A federal judge has ordered an independent monitor to evaluate conditions in border facilities that house immigrant children, amid allegations of unsafe conditions and rampant abuse.
U.S. District Judge Dolly Gee in Los Angeles said there was a serious “disconnect” between the Trump administration’s own assessment of facilities in Texas’ Rio Grande Valley and hundreds of pages of class action testimony detailing major problems, including abusive treatment, lack of adequate food and water, and unsanitary conditions.
“It seems like there continue to be persistent problems,” Judge Gee said. “I need to appoint an independent monitor to give me an objective viewpoint about what is going on at the facilities.”
Gee gave both sides until August 10 to agree on a proposed monitor. If they are unable to reach an agreement, both sides will give a suggestion to the judge and she will choose.
Hundreds of sworn affidavits from children and parents detail inhumane treatment at various stops from processing by Border Patrol agents to transportation to contractor-run facilities.
“There is no privacy. It is dirty and they don’t clean it,” a Guatemalan boy named Erick, said of his initial days in custody near the border. “The room is always cold. The guards took my sweater.” He added that there was only one bathroom, which a security camera was constantly pointed at it.
“When I told the CBP officer that my mother was killed, they made fun of me and said I was ‘weak.’ a boy named Victor said. He added that a guard told him, “This is it for you. You’re fucked,” after a friend didn’t pick up when Victor used his once-a-week call to try and make contact with them.

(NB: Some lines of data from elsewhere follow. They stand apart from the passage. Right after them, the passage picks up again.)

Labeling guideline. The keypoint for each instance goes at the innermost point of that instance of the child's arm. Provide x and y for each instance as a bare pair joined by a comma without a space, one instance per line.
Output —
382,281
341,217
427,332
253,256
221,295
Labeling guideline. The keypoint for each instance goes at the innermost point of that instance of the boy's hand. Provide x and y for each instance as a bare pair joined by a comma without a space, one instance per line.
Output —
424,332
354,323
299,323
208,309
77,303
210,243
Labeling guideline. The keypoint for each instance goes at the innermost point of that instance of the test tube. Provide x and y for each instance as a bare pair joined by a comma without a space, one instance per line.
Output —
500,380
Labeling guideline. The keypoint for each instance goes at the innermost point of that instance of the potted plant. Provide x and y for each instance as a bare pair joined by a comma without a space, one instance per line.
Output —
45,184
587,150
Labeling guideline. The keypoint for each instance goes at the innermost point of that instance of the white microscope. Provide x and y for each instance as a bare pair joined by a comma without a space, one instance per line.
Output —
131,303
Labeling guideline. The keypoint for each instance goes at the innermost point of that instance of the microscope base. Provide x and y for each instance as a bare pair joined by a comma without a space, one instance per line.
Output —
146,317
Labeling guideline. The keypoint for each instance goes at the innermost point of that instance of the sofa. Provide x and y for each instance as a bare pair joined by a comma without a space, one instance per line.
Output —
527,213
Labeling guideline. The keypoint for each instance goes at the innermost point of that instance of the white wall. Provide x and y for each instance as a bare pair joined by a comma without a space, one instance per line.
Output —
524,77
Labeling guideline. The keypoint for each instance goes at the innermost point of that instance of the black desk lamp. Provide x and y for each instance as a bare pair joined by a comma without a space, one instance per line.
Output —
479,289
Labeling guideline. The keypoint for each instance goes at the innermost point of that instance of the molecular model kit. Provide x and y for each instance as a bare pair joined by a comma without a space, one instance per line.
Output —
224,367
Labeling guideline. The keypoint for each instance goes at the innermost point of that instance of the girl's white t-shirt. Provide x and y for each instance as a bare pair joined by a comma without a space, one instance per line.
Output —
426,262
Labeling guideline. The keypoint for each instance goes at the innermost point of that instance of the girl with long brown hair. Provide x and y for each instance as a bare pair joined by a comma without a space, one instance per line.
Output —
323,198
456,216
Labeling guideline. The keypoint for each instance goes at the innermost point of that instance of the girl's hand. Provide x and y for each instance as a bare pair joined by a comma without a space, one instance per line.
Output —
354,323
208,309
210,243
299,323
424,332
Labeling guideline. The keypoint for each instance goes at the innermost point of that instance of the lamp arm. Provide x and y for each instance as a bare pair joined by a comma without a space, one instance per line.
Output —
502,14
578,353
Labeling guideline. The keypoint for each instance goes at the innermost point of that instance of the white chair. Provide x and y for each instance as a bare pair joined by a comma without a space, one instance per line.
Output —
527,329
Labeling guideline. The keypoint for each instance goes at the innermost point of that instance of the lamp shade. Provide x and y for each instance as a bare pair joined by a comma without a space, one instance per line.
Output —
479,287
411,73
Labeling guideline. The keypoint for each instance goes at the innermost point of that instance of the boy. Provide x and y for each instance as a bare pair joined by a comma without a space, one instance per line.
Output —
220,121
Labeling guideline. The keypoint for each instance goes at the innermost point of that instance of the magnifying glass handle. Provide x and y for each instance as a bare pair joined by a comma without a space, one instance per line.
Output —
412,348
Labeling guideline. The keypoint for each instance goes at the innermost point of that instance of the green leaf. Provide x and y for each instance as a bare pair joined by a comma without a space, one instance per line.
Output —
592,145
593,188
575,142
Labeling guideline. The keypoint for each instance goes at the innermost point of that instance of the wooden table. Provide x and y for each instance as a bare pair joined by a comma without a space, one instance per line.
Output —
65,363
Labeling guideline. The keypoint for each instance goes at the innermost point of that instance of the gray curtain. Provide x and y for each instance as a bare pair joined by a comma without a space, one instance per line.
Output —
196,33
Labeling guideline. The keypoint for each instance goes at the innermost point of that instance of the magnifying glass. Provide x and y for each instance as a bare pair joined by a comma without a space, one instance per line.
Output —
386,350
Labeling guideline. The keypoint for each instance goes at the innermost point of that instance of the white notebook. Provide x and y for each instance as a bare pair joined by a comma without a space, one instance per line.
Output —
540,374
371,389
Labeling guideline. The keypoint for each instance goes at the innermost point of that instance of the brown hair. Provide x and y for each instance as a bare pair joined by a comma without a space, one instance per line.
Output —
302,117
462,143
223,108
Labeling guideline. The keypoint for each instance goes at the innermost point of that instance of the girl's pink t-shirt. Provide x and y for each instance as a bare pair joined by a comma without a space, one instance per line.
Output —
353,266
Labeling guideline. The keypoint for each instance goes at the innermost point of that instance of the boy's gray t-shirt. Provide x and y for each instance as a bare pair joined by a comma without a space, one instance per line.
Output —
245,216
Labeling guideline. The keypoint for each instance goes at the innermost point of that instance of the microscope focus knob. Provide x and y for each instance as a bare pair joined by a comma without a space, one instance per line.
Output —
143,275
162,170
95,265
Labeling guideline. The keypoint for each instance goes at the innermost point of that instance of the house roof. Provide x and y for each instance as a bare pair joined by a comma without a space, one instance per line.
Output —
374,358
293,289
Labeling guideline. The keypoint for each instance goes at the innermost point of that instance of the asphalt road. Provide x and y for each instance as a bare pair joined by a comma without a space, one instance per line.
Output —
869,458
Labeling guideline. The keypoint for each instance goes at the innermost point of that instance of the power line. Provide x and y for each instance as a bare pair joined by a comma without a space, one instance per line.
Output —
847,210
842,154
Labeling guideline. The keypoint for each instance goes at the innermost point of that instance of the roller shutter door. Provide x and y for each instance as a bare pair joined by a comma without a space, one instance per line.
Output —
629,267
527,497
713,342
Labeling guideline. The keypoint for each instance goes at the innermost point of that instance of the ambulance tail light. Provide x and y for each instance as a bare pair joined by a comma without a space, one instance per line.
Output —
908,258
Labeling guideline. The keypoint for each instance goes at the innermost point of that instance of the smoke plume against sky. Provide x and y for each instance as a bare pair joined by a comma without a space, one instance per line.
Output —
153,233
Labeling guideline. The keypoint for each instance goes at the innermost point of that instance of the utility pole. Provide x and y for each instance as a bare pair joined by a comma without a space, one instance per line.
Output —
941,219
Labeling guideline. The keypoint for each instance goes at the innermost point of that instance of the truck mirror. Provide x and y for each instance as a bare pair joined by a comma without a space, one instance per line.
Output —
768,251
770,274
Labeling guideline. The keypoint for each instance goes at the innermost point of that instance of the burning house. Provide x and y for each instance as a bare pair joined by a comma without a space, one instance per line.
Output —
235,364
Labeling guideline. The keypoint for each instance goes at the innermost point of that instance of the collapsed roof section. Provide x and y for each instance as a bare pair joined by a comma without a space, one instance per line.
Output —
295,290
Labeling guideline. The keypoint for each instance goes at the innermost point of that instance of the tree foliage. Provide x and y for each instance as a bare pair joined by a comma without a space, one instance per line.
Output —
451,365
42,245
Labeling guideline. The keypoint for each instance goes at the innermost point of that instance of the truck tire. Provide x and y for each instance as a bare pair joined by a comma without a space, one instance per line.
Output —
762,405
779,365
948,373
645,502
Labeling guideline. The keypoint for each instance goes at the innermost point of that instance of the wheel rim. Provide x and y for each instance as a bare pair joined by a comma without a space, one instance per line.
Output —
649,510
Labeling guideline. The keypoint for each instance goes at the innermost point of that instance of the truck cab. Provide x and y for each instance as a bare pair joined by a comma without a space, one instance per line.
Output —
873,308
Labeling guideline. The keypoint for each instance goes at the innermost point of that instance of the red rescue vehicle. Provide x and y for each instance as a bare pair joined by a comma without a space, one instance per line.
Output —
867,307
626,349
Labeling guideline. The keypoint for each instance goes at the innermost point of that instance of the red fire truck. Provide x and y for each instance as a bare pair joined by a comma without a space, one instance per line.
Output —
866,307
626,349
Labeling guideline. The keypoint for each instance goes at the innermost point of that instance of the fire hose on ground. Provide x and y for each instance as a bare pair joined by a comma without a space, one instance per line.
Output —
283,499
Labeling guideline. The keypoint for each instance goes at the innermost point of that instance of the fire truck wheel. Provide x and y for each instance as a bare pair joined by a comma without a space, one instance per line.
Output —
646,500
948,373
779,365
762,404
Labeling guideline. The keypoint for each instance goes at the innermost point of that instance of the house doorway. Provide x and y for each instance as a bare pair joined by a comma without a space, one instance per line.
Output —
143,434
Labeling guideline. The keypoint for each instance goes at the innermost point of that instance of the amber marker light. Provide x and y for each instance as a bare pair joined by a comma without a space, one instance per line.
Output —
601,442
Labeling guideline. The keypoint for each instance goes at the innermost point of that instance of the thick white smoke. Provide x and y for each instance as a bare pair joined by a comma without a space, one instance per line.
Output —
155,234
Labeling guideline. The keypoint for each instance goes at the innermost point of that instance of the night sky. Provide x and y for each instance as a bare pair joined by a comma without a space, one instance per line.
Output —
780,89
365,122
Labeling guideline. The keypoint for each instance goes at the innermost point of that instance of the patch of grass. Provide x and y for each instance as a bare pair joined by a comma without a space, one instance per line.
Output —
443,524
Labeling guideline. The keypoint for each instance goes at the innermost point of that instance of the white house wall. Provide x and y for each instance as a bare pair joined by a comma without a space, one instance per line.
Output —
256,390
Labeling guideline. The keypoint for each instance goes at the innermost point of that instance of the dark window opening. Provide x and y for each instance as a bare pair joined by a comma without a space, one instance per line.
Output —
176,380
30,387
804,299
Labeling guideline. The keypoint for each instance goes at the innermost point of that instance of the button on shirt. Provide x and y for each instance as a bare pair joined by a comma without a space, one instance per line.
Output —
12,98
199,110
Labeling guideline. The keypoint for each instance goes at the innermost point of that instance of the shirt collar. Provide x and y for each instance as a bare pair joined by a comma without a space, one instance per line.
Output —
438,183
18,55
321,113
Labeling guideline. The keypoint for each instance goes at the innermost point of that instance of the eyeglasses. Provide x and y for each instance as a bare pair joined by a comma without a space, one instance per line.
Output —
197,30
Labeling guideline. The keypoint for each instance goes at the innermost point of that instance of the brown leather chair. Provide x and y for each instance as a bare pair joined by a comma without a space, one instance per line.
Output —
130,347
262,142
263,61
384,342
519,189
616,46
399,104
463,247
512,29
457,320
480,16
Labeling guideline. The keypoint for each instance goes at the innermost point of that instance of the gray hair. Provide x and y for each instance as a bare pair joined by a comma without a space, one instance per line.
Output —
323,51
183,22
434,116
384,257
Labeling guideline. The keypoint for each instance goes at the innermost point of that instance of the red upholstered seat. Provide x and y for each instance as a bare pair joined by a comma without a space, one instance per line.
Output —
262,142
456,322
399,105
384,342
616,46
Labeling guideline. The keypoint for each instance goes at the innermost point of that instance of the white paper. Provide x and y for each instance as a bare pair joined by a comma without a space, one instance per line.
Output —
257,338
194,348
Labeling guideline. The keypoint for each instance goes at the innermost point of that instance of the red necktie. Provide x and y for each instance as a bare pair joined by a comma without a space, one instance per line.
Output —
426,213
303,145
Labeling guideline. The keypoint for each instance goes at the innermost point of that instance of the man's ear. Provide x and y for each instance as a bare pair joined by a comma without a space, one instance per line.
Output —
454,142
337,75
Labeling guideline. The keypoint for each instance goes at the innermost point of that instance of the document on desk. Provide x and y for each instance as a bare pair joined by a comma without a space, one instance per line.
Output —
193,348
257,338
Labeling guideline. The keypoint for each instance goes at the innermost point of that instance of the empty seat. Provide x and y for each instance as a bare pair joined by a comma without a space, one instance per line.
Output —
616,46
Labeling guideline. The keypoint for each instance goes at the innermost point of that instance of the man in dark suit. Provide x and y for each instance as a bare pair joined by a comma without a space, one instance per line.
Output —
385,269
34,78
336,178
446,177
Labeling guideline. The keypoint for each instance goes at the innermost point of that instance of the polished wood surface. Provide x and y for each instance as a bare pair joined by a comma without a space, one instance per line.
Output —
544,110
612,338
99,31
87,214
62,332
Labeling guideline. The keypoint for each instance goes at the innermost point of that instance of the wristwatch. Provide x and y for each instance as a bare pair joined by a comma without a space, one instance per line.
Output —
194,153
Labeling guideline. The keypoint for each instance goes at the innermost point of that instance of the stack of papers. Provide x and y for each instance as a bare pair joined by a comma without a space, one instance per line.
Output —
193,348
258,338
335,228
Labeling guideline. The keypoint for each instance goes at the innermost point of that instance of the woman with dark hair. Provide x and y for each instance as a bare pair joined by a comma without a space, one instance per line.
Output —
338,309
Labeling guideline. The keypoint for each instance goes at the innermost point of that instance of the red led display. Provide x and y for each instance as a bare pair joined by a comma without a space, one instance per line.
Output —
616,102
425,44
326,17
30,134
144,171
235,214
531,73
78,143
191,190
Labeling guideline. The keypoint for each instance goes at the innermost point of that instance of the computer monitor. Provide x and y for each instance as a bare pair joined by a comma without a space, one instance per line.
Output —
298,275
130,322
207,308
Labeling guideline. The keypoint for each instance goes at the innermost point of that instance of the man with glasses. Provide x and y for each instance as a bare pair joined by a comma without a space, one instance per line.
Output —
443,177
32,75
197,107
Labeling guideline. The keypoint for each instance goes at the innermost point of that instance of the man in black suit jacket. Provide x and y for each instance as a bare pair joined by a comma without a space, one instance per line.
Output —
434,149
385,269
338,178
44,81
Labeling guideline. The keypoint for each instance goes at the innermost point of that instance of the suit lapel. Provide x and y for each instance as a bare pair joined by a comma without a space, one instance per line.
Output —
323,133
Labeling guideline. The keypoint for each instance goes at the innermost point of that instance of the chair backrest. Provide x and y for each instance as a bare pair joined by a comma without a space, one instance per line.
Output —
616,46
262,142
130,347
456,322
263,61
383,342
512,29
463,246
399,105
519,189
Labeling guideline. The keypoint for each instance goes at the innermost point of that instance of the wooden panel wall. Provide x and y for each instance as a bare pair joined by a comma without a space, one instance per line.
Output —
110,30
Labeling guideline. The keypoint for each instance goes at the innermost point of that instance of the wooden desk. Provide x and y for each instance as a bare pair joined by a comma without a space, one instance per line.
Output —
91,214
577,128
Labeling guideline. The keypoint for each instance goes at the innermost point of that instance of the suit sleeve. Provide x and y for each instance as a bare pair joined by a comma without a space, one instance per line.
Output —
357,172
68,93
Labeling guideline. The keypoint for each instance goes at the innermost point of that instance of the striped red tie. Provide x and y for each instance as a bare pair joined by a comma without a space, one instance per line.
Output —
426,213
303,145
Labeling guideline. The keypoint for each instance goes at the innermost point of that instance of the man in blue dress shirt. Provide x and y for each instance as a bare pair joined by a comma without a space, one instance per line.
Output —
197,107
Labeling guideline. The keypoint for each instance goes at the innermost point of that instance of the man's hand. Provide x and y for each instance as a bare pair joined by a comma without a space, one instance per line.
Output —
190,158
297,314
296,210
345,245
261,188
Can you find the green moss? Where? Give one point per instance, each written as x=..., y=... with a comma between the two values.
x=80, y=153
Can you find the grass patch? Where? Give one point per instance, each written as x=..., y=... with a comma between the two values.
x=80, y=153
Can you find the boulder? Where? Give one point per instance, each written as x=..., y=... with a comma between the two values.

According to KTLA, the independent monitor ordered by Gee will be “confined to Customs and Border Protection detention facilities along the border in the Rio Grande valley in Texas. The monitor will also only assess accusations of ill treatment made to Judge Gee in a June 2017 motion.”
Also on Friday, one day after the court-ordered deadline to reunite families torn apart by the Trump administration’s child separation policy, ProPublica published a report describing more than 125 calls over the last five years reporting sex offenses at shelters that primarily serve immigrant children. The increased pressure on these facilities due to the Trump administration’s policies have made it harder for these centers to be adequately staffed — increasing the possibility of sexual abuse going unnoticed.
“If you’re a predator, it’s a gold mine,” Lisa Fortuna, director of child and adolescent psychiatry at Boston Medical Center, told ProPublica. “You have full access and then you have kids that have already had this history of being victimized.”
A majority of the staff mentioned in the ProPublica report have been put on leave or convicted, but a number of shelters continue to employ staff with a documented history of sexual abuse.
The Trump administration was under a court order to reunite all separated families by Thursday, but as of Saturday, hundreds of children have not been reunited with their parents.